À voir ce spectacle, on s’étonne du large consensus favorable qui a entouré sa création aixoise, en juillet dernier. Divergeant en cela avec Mehdi Mahdavi (voir O. M. n° 205 p. 24 de septembre 2024), nous le trouvons en effet très problématique dans sa conception même. Malgré une communication mettant en avant une « enquête » sur cette collaboration avortée entre Rameau et Voltaire, ce dernier est le grand absent du résultat final, hors quelques bribes de son livret publié (certes différent de la version initiale). Même les passages ayant attiré la censure, comme « Peuple, éveille-toi, romps tes fers ! », sont ignorés. 
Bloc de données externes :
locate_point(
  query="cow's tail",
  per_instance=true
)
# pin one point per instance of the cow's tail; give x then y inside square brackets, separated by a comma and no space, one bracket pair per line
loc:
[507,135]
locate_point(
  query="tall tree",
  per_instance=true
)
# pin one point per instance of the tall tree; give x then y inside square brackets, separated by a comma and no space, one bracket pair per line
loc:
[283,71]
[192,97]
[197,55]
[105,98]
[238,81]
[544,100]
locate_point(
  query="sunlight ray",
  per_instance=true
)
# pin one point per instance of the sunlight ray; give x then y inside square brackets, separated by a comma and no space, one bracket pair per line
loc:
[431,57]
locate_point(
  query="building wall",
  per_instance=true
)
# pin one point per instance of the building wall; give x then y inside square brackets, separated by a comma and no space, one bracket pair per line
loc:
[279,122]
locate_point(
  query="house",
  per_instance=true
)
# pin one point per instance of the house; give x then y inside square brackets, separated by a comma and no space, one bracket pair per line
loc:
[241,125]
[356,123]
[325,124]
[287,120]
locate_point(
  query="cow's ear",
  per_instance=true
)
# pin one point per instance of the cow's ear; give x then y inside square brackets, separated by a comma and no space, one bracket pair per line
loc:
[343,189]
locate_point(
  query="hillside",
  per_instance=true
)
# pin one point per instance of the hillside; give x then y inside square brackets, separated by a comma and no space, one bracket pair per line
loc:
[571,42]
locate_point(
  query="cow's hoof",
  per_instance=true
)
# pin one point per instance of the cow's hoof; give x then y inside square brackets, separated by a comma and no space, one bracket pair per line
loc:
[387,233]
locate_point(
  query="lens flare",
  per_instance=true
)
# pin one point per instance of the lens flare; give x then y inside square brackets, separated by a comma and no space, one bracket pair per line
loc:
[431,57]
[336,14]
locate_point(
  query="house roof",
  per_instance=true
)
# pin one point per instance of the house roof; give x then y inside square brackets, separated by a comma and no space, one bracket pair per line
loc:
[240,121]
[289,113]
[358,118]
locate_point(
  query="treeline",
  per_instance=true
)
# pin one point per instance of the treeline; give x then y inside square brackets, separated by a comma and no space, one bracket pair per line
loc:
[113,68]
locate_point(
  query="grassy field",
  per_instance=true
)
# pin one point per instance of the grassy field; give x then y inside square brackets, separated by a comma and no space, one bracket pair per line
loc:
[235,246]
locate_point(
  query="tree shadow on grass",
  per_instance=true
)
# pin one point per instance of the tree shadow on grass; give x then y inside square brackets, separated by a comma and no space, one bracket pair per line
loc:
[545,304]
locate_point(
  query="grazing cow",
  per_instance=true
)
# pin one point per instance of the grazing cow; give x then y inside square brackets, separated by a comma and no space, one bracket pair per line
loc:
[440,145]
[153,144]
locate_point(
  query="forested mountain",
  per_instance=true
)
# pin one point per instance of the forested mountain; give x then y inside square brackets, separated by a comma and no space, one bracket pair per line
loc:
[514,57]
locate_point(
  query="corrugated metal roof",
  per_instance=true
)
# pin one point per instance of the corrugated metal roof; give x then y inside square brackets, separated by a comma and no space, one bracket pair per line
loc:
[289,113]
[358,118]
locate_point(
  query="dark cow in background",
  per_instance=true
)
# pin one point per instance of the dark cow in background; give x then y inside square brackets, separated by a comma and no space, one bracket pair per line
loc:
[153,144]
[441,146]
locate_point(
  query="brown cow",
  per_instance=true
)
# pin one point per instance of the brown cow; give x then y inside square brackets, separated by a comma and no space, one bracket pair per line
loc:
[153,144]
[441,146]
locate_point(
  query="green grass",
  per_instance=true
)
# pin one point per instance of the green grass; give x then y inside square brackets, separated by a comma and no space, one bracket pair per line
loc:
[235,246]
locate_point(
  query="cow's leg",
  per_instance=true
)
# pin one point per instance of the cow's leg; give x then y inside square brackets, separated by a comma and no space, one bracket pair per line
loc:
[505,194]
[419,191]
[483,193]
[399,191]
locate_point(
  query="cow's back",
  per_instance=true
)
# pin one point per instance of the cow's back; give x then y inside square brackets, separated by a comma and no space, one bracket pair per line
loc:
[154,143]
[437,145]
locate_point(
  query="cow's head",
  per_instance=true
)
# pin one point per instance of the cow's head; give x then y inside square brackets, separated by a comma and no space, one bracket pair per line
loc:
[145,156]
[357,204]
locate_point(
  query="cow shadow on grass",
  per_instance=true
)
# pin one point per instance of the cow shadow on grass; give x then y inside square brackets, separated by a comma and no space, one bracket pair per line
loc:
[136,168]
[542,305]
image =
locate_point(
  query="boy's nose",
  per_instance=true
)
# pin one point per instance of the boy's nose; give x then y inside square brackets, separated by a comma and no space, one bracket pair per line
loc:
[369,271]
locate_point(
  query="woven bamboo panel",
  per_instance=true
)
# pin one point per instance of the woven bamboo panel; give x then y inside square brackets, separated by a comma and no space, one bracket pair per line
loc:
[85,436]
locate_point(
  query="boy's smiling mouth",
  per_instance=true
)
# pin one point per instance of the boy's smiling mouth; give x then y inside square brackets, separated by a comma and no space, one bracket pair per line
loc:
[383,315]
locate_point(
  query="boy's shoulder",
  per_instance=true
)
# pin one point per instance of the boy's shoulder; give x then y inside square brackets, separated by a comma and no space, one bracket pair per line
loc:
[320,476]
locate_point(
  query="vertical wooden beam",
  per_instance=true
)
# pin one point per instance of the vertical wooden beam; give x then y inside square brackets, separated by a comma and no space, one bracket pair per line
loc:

Le livret, concocté par Claus Guth et Raphaël Pichon, avec le dramaturge Eddy Garaudel, adaptant au forceps – et avec pas mal d’amateurisme prosodique – les textes d’airs et ensembles puisés dans divers ouvrages de Rameau, a l’énorme défaut de ne pas permettre de raconter l’histoire ! La narration, en plus du flash-back parlé plein de pathos de la mère de Samson (Andrea Ferréol), doit donc recourir parfois à des pantomimes, le plus souvent à des citations projetées du Livre des Juges de l’Ancien Testament – un peu trafiquées, car, par exemple, Timna y est un lieu, et non une personne. En l’absence, délibérée, de récitatifs (Voltaire, lui, désirait les réduire), les moments clés de l’action, comme l’aveu par Samson que sa force réside dans sa chevelure, ne passent jamais par ce qui est chanté. La fonction de la musique est donc d’illustrer des tableaux successifs, avec un bonheur inégal, car les pièces du montage sont souvent en porte-à-faux par rapport à leur affect ou leur situation d’origine (« Tristes apprêts », typiquement). Le choix effectué produit en outre un effet Les plus Belles Pages de Rameau, avec trop de chefs-d’œuvre juxtaposés, une surdose de Zoroastre, et des jointures mal masquées par les lourds effets sonores ajoutés. 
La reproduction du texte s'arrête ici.